A esta legión prometeica castiga el Zeus de su propia desmesura. Hay una iracunda necesidad de gratificación interior en cada aficionado. Una justificación de cada utopía por antigua y olvidada que sea, la unidad nacional o la supremacía yaciente. De otro lado, las causa perdidas de cada cual o cada colectivo: ahí estaba la fotografía del joven Iñigo Cabacas Liceranzu, muerto por la Ertzaintza tras un partido en 2012, en la bandera que cubría la cubierta de un remolcador.

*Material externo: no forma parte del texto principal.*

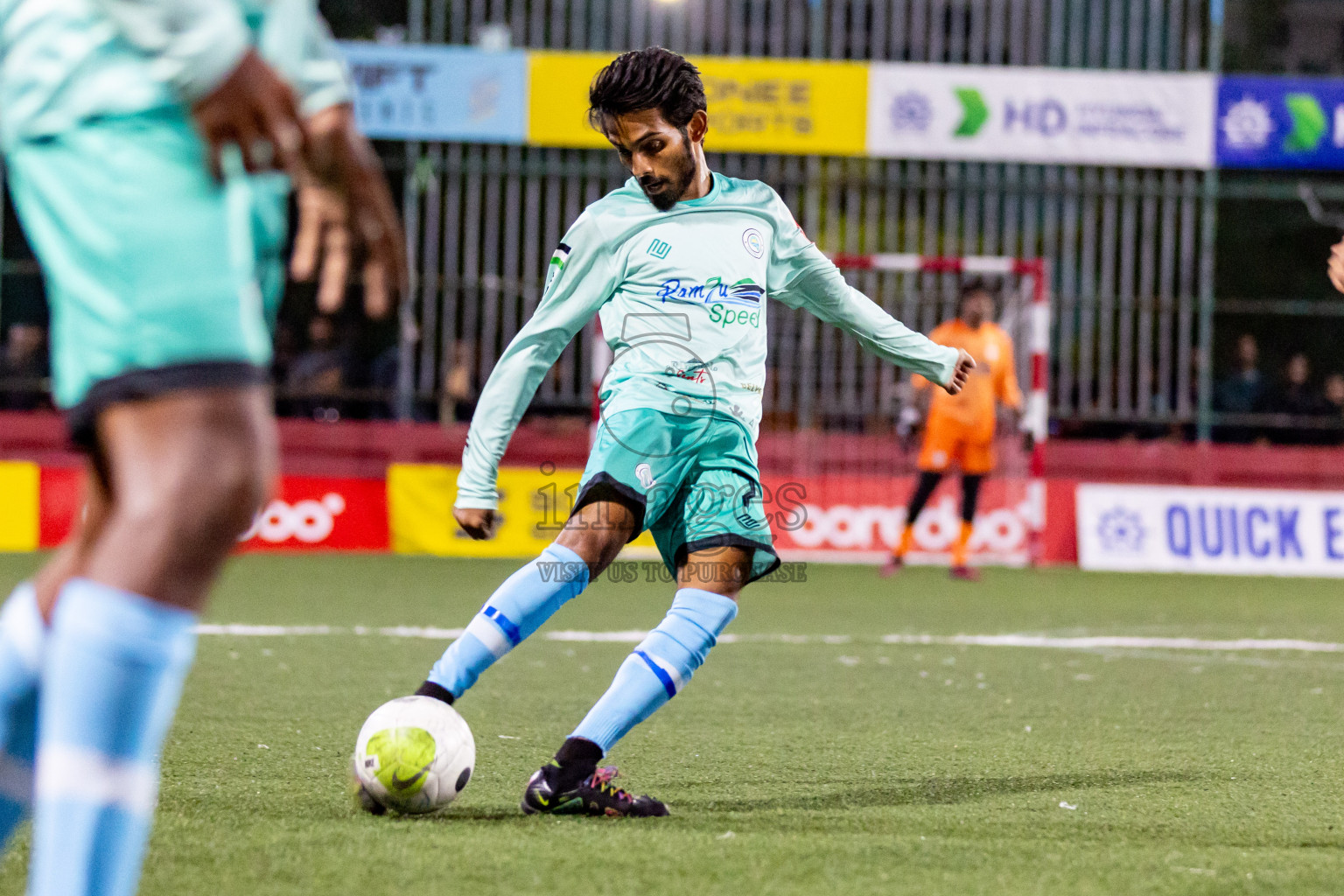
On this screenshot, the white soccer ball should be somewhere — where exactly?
[354,697,476,816]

Escena la altura de la salida del bote en Las Arenas. Las ambulancias apostadas de la DYA provienen de Extremadura y lucen su pegatina de la Junta de esa región. Cada vizcaíno y vasco espera remendando puntadas a la resignación, una media de siete meses para una resonancia, una ecografía; para una operación solo algo más. Los dolientes pacientes pendientes de cita, de prueba u operación, dejan sus lamentos e incluso se convierten en Lázaros por un día. Las banderas, camisolas, gorras y los somáticos rostros rojillos y blancuzcos, solo tienen un diagnóstico en estas horas, el de un frenesí purificador, salvífico. Los candidatos a lehendakari prometen en estos días de campaña miles de doctores nuevos – ¿salidos y formados de dónde? –. Yo me pregunto si esa ambulancia, matrícula 7889 LFR, la pagó el pueblo extremeño a la DYA y ahora, como en un viaje lisérgico de la paradoja, los ciudadanos tan orgullosamente vizcaínos nos beneficiamos de su amortización.

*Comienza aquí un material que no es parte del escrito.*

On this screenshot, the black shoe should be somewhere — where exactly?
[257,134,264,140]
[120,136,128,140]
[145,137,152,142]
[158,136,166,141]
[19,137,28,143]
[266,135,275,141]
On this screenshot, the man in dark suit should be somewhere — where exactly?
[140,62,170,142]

El viento de abril manzanea la conciencia. Hay elecciones en Euskadi. La campaña languidece en una anorexia terminal siquiera de eslóganes manidos. Hay una sensación de extenuación moral, como en la antesala de los monzones que traen un cambio de más humedad. El onanismo de los partidos se ha vuelto de un puritanismo soporífero. Sus candidatos parecen salidos de un club de repelentes niñatas empollones. La diafanidad incluso en los timbres de voz, no permite distinguir – ¿así lo han perseguido los spin doctors de ambas formaciones? – a los candidatos de PNV y Bildu. Es el sueño eterno. Toda realidad se ha vuelto únicamente demoscópica. Lo cierto y lo acertado está en el mercado de votos, y por tanto de las constantes encuestas. Cada partido es una agencia de fondos de inversión de votos a futuro. El dios mercantilismo con eusko label flota también sobre esta multitud que ya se recoge después de que la gabarra y sus dos mil embarcaciones que la acompañan hayan pasado en dirección, aguas adentro, hacia Bilbao.

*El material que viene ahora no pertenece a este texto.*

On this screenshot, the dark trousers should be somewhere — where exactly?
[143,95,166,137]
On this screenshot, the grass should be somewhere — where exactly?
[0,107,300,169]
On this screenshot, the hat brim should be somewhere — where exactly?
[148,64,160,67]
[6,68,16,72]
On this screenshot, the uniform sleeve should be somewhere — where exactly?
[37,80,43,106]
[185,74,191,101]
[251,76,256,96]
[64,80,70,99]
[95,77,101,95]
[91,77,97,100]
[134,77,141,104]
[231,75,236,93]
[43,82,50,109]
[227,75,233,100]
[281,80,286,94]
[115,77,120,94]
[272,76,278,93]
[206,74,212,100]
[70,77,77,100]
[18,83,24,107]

Ha sido una victoria. Un eco de lo que hace 40 años, y de los que lo recuerdan siendo niños y hoy con hijos ocupando los lugares que entonces ocuparon. Es esta una celebración eucarística de pueblo llano. Entonces celebraba haberse impuesto a Real Madrid Y Barcelona, dos de los clubs más grandes de Europa. Ahora una victoria sufrida ante el Mallorca.
Pasada la resaca celebratoria, la campaña electoral en Euskadi ha llegado tan a su detritus, que en los debates televisados la candidata Gorrotxategi, profesora de derecho constitucional, parca, liviana y atuendada de cómodos lugares comunes progresistas, ha ganado a los puntos al resto de candidatos. Rebajas o mercado de saldo. Su marca, pues es poco más que eso, tiene la categoría de bono basura. El resto del mercadillo político, vende plastiquerías como si fueran alhajas de segunda mano. Todo lo contrario que el Athletic. Factura como nunca. Pernada simbólica. Todo lo demás, la apatía y la exultación, el espejismo hegeliano y el remolino nietzscheano de eternidad, siguen su imprevisto de tesis y antítesis: patria y apatriotismo, precariedad vital y sublimación en rojo y blanco.